Shares of Humana fell 1.6 percent Monday, more than twice as much as the Dow Jones industrial average. Rival insurer Cigna fell 3.5 percent. UnitedHealth Group was down 1.2 percent.
A health care expert told Insider that Humana and other insurers are misleading millions of elderly consumers and are undermining the integrity of a federal government health insurance rating system that determines whether the insurers get annual bonus payments. Humana said its moves were approved by the Centers for Medicare & Medicaid Services and that they benefited customers.
Medicare is the government’s program for older Americans, but the insurance can be administered by private insurers. The federal government rates the quality of private Medicare plans on a five-star scale, which was set up as part of the Affordable Care Act. When customers are in higher-rated plans, which indicate better benefits, the insurer gets a bonus.
In recent years, when CMS downgraded a plan, insurers have responded by moving millions of customers out of those plans into ones with higher ratings, which meant the insurers would continue to get bonus payments for those millions of customers.
The extent of the practice, euphemistically called “crosswalking,” was revealed Sunday by The Wall Street Journal.
The star ratings affect a critical part of the insurers’ revenue stream: When Humana announced in October 2016 that the number of customers in plans rated four stars or higher was going to drop 45 percent, the insurer’s shares fell 5 percent. About eight months later, when Humana reported rising profits, in part because a greater share of customers were in higher-rated plans, shares rose 4.5 percent.
The WSJ said Sunday that Humana “crosswalked” nearly two million customers between 2012 and 2018, more than any other insurer, and that the practice for Humana “is estimated to be worth nearly $600 million in revenue this year, according to JPMorgan Chase & Co. analysts.”
Humana told Insider via email that all of its actions “were reviewed and approved by CMS in accordance with applicable rules and regulations.”
CMS told Insider via email that it worries “that this practice may distort competition by masking low-quality plans under higher-rated surviving contracts and does not provide beneficiaries with accurate and reliable information for enrollment decisions.”
The agency said that it has proposed curbing “crosswalking” by changing the way that star ratings are calculated.
Humana said that it moves customers from lower-rated to higher-rated plans “to avoid significant reductions in benefits, increases in premiums, and disruptions in healthcare coverage for our members, and for investments in our network of value-based providers.”

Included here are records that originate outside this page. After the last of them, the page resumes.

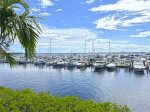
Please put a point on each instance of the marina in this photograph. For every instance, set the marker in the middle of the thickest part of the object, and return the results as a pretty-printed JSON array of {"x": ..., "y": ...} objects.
[
  {"x": 138, "y": 62},
  {"x": 120, "y": 85}
]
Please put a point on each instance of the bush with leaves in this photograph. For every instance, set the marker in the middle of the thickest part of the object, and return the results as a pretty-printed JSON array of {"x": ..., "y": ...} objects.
[
  {"x": 28, "y": 101},
  {"x": 16, "y": 26}
]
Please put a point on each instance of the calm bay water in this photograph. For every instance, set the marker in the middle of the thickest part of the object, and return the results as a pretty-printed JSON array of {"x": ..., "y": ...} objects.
[{"x": 121, "y": 86}]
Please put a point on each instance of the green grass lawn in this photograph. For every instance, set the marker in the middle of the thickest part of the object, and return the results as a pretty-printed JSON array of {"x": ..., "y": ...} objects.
[{"x": 28, "y": 101}]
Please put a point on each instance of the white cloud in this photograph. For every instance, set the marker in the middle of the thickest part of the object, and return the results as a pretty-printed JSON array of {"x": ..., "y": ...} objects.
[
  {"x": 45, "y": 14},
  {"x": 129, "y": 13},
  {"x": 109, "y": 22},
  {"x": 46, "y": 3},
  {"x": 142, "y": 34},
  {"x": 58, "y": 10},
  {"x": 34, "y": 9},
  {"x": 90, "y": 1}
]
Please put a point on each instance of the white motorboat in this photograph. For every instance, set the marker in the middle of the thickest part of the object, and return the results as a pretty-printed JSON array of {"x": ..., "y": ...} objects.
[
  {"x": 39, "y": 62},
  {"x": 81, "y": 64},
  {"x": 111, "y": 66},
  {"x": 138, "y": 66},
  {"x": 127, "y": 63},
  {"x": 99, "y": 64}
]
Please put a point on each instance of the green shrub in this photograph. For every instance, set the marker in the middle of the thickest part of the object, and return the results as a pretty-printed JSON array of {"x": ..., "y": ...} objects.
[{"x": 28, "y": 101}]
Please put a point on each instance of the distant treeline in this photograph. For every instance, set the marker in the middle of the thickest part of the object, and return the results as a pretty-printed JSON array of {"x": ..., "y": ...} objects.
[{"x": 28, "y": 101}]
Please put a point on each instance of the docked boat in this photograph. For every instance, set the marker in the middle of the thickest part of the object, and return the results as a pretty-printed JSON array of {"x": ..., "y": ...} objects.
[
  {"x": 39, "y": 62},
  {"x": 138, "y": 66},
  {"x": 60, "y": 63},
  {"x": 111, "y": 66},
  {"x": 80, "y": 64},
  {"x": 99, "y": 65},
  {"x": 72, "y": 63},
  {"x": 119, "y": 62},
  {"x": 127, "y": 63}
]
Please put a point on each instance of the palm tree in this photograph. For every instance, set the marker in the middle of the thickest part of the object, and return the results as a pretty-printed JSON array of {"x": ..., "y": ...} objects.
[{"x": 16, "y": 26}]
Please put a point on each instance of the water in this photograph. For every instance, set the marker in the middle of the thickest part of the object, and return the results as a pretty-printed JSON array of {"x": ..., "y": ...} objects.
[{"x": 121, "y": 86}]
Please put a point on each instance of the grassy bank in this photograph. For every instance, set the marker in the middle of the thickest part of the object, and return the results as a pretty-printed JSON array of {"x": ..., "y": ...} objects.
[{"x": 28, "y": 101}]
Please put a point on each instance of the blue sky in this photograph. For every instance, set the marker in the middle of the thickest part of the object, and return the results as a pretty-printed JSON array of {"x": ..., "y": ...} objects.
[{"x": 69, "y": 23}]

But health care experts told Insider that by moving customers from low-rated, no-bonus plans to highly rated plans for which they get a bonus per customer, insurers were undermining the intent of the star rating bonus program. CMS uses the rating system to assess health plans on whether they provide care at the right time and in the right way to assure best results.

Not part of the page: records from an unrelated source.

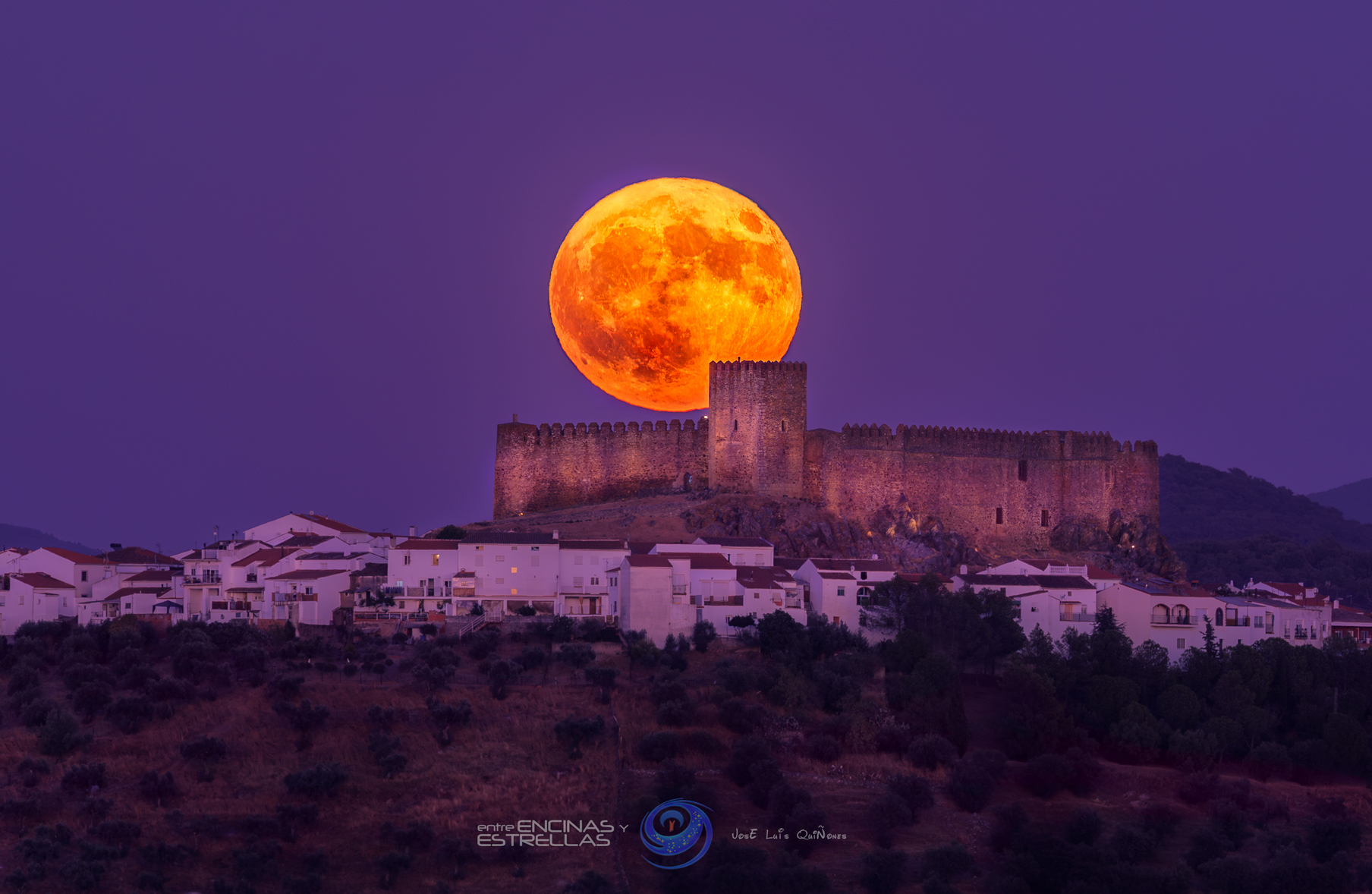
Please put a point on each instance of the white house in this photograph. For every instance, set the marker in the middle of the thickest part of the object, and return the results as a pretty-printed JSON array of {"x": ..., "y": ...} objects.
[
  {"x": 1100, "y": 578},
  {"x": 585, "y": 568},
  {"x": 738, "y": 550},
  {"x": 33, "y": 597}
]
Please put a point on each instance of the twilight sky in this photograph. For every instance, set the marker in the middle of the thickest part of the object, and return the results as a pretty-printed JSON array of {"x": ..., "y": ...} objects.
[{"x": 265, "y": 257}]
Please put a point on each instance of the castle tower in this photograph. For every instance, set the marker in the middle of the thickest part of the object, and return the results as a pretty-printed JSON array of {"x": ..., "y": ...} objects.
[{"x": 757, "y": 427}]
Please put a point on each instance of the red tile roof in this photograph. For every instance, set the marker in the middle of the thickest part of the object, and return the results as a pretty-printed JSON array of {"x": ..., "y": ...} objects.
[
  {"x": 153, "y": 574},
  {"x": 273, "y": 554},
  {"x": 310, "y": 574},
  {"x": 703, "y": 561},
  {"x": 862, "y": 565},
  {"x": 129, "y": 591},
  {"x": 80, "y": 559},
  {"x": 40, "y": 581},
  {"x": 329, "y": 523},
  {"x": 648, "y": 561}
]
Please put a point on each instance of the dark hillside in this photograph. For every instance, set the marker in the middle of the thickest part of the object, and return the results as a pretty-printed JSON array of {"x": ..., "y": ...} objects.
[
  {"x": 1205, "y": 503},
  {"x": 1355, "y": 501},
  {"x": 35, "y": 539}
]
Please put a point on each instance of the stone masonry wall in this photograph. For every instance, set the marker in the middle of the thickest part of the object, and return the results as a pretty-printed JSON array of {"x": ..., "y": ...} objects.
[
  {"x": 958, "y": 479},
  {"x": 553, "y": 467},
  {"x": 757, "y": 414}
]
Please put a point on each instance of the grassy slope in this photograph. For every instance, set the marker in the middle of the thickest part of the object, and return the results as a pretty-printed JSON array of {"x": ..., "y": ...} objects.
[{"x": 508, "y": 767}]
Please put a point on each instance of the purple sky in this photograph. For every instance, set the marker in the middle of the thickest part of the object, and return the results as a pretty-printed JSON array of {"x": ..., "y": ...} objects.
[{"x": 260, "y": 258}]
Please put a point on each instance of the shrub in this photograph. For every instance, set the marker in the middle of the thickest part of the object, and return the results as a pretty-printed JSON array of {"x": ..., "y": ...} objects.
[
  {"x": 36, "y": 712},
  {"x": 128, "y": 715},
  {"x": 703, "y": 635},
  {"x": 562, "y": 630},
  {"x": 930, "y": 751},
  {"x": 321, "y": 779},
  {"x": 1009, "y": 820},
  {"x": 1046, "y": 775},
  {"x": 823, "y": 748},
  {"x": 748, "y": 751},
  {"x": 701, "y": 742},
  {"x": 741, "y": 716},
  {"x": 81, "y": 778},
  {"x": 1084, "y": 827},
  {"x": 61, "y": 734},
  {"x": 674, "y": 713},
  {"x": 574, "y": 731},
  {"x": 947, "y": 861},
  {"x": 158, "y": 789},
  {"x": 883, "y": 871},
  {"x": 1268, "y": 760},
  {"x": 577, "y": 654},
  {"x": 91, "y": 698},
  {"x": 659, "y": 746},
  {"x": 971, "y": 786}
]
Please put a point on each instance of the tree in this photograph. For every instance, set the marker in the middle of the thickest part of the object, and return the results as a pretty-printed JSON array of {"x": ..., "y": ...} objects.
[{"x": 703, "y": 635}]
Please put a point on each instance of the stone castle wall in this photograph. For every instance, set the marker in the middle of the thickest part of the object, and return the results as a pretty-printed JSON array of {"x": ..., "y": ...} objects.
[
  {"x": 759, "y": 414},
  {"x": 553, "y": 467},
  {"x": 993, "y": 487}
]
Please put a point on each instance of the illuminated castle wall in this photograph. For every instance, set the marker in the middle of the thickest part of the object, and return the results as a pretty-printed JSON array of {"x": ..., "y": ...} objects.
[{"x": 993, "y": 487}]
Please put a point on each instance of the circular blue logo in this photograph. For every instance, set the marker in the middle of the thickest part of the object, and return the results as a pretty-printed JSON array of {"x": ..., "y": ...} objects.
[{"x": 672, "y": 829}]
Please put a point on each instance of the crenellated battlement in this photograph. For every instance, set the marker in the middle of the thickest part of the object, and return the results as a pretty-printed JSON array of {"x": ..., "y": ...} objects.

“The intent of the program was to reward highly rated plans,” said Gretchen Jacobson, associate director of Kaiser Family Foundation’s Program on Medicare Policy.

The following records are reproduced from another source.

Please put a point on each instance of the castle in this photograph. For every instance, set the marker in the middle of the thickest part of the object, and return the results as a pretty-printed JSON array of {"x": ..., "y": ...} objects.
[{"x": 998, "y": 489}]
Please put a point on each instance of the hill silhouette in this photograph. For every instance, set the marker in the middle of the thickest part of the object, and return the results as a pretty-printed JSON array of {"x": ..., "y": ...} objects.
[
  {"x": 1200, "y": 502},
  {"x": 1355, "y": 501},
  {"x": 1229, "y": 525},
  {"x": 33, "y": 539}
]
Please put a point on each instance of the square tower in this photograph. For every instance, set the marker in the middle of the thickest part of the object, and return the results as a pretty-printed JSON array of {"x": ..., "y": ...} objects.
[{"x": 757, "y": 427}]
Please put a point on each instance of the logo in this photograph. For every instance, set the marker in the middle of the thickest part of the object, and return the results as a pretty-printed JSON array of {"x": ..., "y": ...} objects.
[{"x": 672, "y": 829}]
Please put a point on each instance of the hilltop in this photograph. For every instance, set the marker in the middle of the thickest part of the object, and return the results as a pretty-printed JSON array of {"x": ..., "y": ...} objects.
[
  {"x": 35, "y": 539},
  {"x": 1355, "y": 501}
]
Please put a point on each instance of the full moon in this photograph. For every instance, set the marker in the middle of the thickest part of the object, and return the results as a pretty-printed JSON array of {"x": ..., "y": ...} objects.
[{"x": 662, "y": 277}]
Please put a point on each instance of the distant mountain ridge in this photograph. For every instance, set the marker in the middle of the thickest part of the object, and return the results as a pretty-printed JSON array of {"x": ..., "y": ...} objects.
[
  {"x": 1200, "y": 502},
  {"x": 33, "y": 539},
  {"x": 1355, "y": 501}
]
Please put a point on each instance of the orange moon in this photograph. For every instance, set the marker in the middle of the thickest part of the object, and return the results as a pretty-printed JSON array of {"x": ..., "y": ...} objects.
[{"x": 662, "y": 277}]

“The ratings that someone sees for a crosswalked plan may not (reflect the) experiences of the enrollees in the plan,” she said.
Ginsburg, a professor at the University of Southern California, told Insider via email that so-called crosswalking “misrepresents a health care plan’s performance.”
He said the practice “not only takes money from taxpayers that is not deserved but seriously undermines the integrity of the star rating system.”
“Beneficiaries are being seriously misled,” Ginsburg said.
Humana did not respond to a follow-up email regarding comments by Ginsburg and Jacobson.
Ginsburg said MedPAC’s previous criticism of “crosswalking” has helped push the U.S. Congress to consider legislation to curb the practice. U.S. Sens. Mitch McConnell, R-Ky, and Rand Paul, R-Ky, and U.S. Rep. John Yarmuth, D-Ky., could not be reached Monday. McConnell and Sen. Chuck Schumer, D-NY, offered the amendment in the Feb. 9 Bipartisan Budget Act to reduce the practice.
Jacobson said the new rules, which will take effect in 2020, will base star ratings on the weighted average of the plans that are being combined. That means that if insurers move a large number of consumers from a poorly rated plan into a highly rated plan with few consumers, the ratings of the smaller plan will be reduced by a significant amount.